Hydraulic Conductivity Procedure

The general procedure is as follows:

1. Drill a bore hole.
2. Do a down hole survey with a source that generates SH-waves.
3. Invert body wave dispersion and decay with CAINV3 8.2.7. This will provide stiffness, C1, and damping, C2 values under a Kelvin-Voigt model (Equation 4).
4. Select a relevant frequency and porosity and compute Kelvin-Voigt damping ratios using KD4kvmb 8.3.1. The coupled damping ratio is the most likely one. The program will also return the corresponding hydraulic conductivities, $KD$ in $m/s$.

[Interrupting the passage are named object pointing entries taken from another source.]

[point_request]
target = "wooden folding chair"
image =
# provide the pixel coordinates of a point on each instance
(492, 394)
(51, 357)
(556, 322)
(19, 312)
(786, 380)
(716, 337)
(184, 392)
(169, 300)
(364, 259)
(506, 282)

   Note this solution should agree with figure like Figure 34 when that figure is computed for the same relevant frequency.

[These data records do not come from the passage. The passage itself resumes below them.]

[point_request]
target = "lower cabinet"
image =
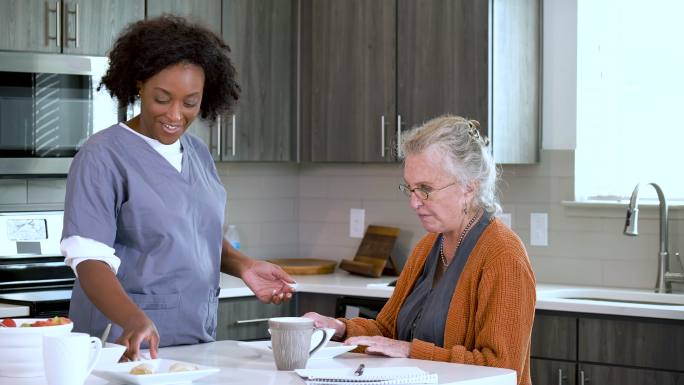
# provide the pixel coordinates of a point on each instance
(587, 349)
(607, 375)
(246, 318)
(551, 372)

Figure 36: Prompt for input in KD4kvmb.m run

Why use the Kelvin-Voigt (KV) constitutive representation for a soil? The problem with the KV model is that frame and fluid masses are lumped together as one. The KVMB representation frees the two masses to move which leads to an estimate of permeability. Engineering practice has been to use the KV representation, as in resonant column analysis. The CAINV3 joint inversion of wave dispersion and decay to values of stiffness and damping follows that same KV practice. However, the KVMB representation can also be used to map up to two (coupled and uncoupled) cases of equivalent KV damping. It is also possible that there will be only one result of KV damping if one is at the peak of the curve. Consider drawing a horizontal line to intersect a curve like those in Figure 34.

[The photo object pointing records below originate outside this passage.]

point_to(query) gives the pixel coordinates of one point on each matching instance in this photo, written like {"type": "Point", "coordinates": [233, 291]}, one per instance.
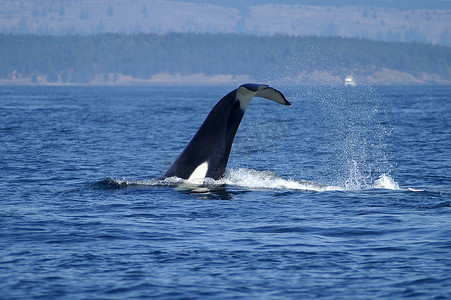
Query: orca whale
{"type": "Point", "coordinates": [208, 151]}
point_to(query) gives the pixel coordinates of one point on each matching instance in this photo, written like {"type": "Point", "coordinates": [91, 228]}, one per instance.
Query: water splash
{"type": "Point", "coordinates": [249, 179]}
{"type": "Point", "coordinates": [386, 182]}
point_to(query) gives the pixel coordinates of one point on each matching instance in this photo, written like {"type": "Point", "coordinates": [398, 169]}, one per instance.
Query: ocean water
{"type": "Point", "coordinates": [345, 194]}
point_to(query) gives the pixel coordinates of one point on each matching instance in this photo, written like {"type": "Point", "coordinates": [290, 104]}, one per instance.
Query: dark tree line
{"type": "Point", "coordinates": [81, 58]}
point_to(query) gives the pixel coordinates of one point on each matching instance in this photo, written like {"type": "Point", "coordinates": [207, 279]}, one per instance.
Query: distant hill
{"type": "Point", "coordinates": [425, 21]}
{"type": "Point", "coordinates": [216, 58]}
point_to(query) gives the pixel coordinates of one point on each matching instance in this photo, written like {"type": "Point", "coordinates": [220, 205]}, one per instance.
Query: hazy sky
{"type": "Point", "coordinates": [427, 21]}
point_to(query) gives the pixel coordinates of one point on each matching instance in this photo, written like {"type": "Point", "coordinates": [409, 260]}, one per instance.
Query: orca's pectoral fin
{"type": "Point", "coordinates": [270, 93]}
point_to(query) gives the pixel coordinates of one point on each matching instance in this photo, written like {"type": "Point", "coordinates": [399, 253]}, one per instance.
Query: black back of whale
{"type": "Point", "coordinates": [213, 141]}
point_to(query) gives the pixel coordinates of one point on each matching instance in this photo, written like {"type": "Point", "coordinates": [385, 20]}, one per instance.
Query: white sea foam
{"type": "Point", "coordinates": [257, 180]}
{"type": "Point", "coordinates": [386, 182]}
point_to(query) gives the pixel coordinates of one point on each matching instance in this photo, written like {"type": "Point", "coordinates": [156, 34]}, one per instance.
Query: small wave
{"type": "Point", "coordinates": [253, 179]}
{"type": "Point", "coordinates": [247, 179]}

An example of running KD4kvmb is shown to illustrate the final step of the procedure 8.3.1.1. The results of the run shown in Figure 36 are:

SOLUTION (+/- 95 Percent Confidence)
Freq=12(Hz) Resonator_L=1.33(m)
Damping Ratios: Peak=0.030293 Wave=0.018850 (+/-0.01450)
Coupled (b_case): DR=0.018850 KD=0.01224(+/-0.0117m/s)
UnCoupled (a_case): DR=0.018849 KD=0.09169(+/-0.0881m/s)
Porosity: 0.250 (+/-0.038)
Relaxation Time Tr=C2/C1=0.50 msec

The notation is as follows:

• Peak damping ratio (DR) is the theoretical maximum for the case at hand.
• Wave damping ratio is the result of the CAINV3 joint inversion of a down-hole SH-wave survey.
• KD is the estimate of hydraulic conductivity ($m/s$). There are two of these unless the wave equals the peak damping ratio.
• Relaxation time is in milliseconds. It is analogous to the time it takes a sponge to recover its shape when squeezed under water and then released. The more permeable the sponge, the quicker the water can enter the sponges pores.